Como definiria a situação das pessoas ciganas no contexto espanhol geral e em particular no Polígono Sul (periferia de Sevilha)?
Pastora Filigrana: Ainda que não tenhamos dados oficiais (porque não há censos baseados em perfis étnicos ou raciais) há uma parte importante das pessoas ciganas que vivem em situação de exclusão social ou em risco de exclusão social. Entretanto, é importante destacar que, quando digo “uma parte importante”, não quer dizer que seja toda a população cigana, porque existe um imaginário em que todos os ciganos são sinônimos de marginalização ou exclusão. Ainda que saibamos que historicamente aconteceu assim, atualmente existe, sim, uma população cigana que tem condições materiais melhores. Mas claro que existe uma parte considerável de ciganas e ciganos que seguem engrossando as bolsões de pobreza do estado espanhol. Aqui, em Sevilha, no Polígono Sul, as pessoas ciganas representam uma porcentagem importante do bairro (umas 25.000 das 50.000 pessoas que o habitam). Vivem em uma situação de carência de recursos, de precariedade na moradia, de desemprego estrutural, com importantes carências higiênico-sanitárias e com problemas de segurança.
Já sobre as causas dessa situação de exclusão social, no imaginário coletivo as pessoas ciganas são acusadas de serem responsáveis pela própria pobreza, assim como faz o capitalismo com todos os pobres e excluídos. Mas na realidade existe uma história de perseguição e discriminação legal que é a que explica a situação atual.
Quais representações costumam existir sobre as pessoas ciganas?
Pastora Filigrana: A Federação de Mulheres Ciganas realiza uma pesquisa muito interessante sobre o tratamento das pessoas ciganas na imprensa de Andaluzia e conclui ser possível classificá-las em duas únicas categorias: delinquência (notícias em que aparecem delitos e em que se especifica que terem sido cometidos por pessoas ciganas) ou artistas (flamencos principalmente). Ou seja, no imaginário e nas representações coletivas, o cigano ou é um delinquente, ou é um artista.
Quais representações têm sido fomentadas por parte das entidades públicas? E das entidades ciganas?

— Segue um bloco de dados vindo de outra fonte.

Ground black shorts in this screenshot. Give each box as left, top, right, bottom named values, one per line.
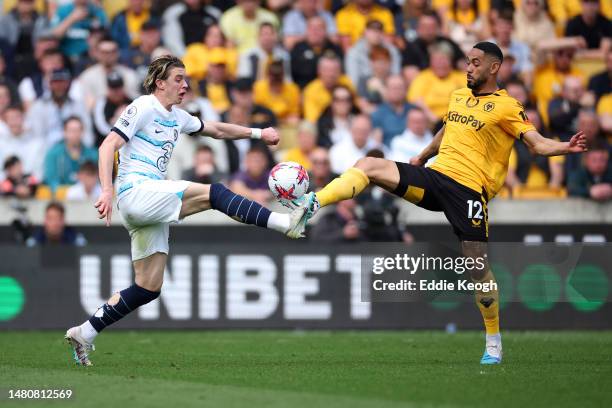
left=392, top=162, right=489, bottom=242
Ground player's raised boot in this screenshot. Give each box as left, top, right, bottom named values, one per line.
left=286, top=192, right=320, bottom=239
left=480, top=334, right=502, bottom=365
left=65, top=326, right=95, bottom=367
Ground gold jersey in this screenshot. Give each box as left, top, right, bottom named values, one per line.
left=430, top=88, right=536, bottom=199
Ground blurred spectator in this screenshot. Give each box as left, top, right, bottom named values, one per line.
left=345, top=19, right=400, bottom=88
left=0, top=0, right=49, bottom=77
left=565, top=109, right=604, bottom=174
left=1, top=156, right=38, bottom=198
left=489, top=9, right=533, bottom=82
left=532, top=46, right=585, bottom=126
left=290, top=15, right=343, bottom=89
left=548, top=76, right=594, bottom=141
left=568, top=144, right=612, bottom=201
left=371, top=75, right=416, bottom=146
left=308, top=147, right=336, bottom=192
left=220, top=0, right=279, bottom=53
left=26, top=201, right=87, bottom=246
left=329, top=114, right=379, bottom=174
left=303, top=54, right=354, bottom=122
left=0, top=83, right=15, bottom=118
left=120, top=19, right=163, bottom=85
left=407, top=43, right=464, bottom=126
left=598, top=93, right=612, bottom=134
left=65, top=160, right=101, bottom=201
left=92, top=72, right=132, bottom=146
left=78, top=36, right=139, bottom=110
left=198, top=48, right=233, bottom=113
left=43, top=116, right=98, bottom=192
left=282, top=0, right=337, bottom=50
left=0, top=52, right=20, bottom=101
left=401, top=11, right=464, bottom=83
left=229, top=146, right=272, bottom=204
left=496, top=51, right=521, bottom=88
left=356, top=45, right=392, bottom=112
left=0, top=105, right=45, bottom=179
left=110, top=0, right=151, bottom=51
left=253, top=59, right=300, bottom=124
left=18, top=47, right=82, bottom=110
left=18, top=33, right=59, bottom=82
left=51, top=0, right=108, bottom=60
left=505, top=79, right=531, bottom=107
left=588, top=48, right=612, bottom=102
left=230, top=77, right=277, bottom=128
left=445, top=0, right=487, bottom=54
left=73, top=25, right=106, bottom=75
left=565, top=0, right=611, bottom=53
left=335, top=0, right=395, bottom=50
left=26, top=68, right=93, bottom=147
left=178, top=0, right=221, bottom=49
left=398, top=0, right=430, bottom=43
left=181, top=145, right=225, bottom=184
left=389, top=108, right=433, bottom=163
left=237, top=22, right=290, bottom=82
left=513, top=0, right=556, bottom=55
left=309, top=199, right=363, bottom=242
left=506, top=108, right=564, bottom=190
left=283, top=120, right=317, bottom=170
left=183, top=24, right=238, bottom=82
left=317, top=84, right=359, bottom=148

Pastora Filigrana: As representações dos ciganos a nível de entidades públicas não é causal, existe uma vontade política por detrás. O sistema capitalista precisa de grandes bolsas de pobreza, de um substrato sistemático de riqueza de uma parte da população a outra. Os ciganos historicamente ocuparam a situação da pobreza, da exclusão. Para poder justificar esta violência sistêmica contra os pobres se cria toda uma série de relatos e estereótipos em torno dos ciganos: não querem trabalhar, são perigosos, são machistas. O que fazem é tentar justificar o lugar socioeconômico que ocupam na ordem vigente e, assim, justificar a pobreza que o sistema socioeconômico reproduz. Ou seja, a necessidade da pobreza surge antes que a criação do estereótipo. E como isso ocorre? Com os meios de comunicação e as entidades públicas, claro. A administração tem sido em grande parte responsável por perpetuar este relato. Se revisamos as leis desde 1492 até a última lei anticigana (abolida em 1986, já no começo da democracia), observamos que o papel da Administração tem sido o de representar o cigano como o excluído, mas responsável pela sua exclusão por ser preguiçoso ou criminoso. Desde a criação das entidades ciganas nos anos 1970, tenta-se subverter o imaginário na representação social. Todavia, muitas das entidades ciganas que vivem de verbas públicas propõem soluções que não possuem a radicalização e profundidade que se requer para desmontar todo este imaginário. E a discussão se limita às políticas sociais, ao invés de ir à raiz dos problemas políticos que originam a desigualdade.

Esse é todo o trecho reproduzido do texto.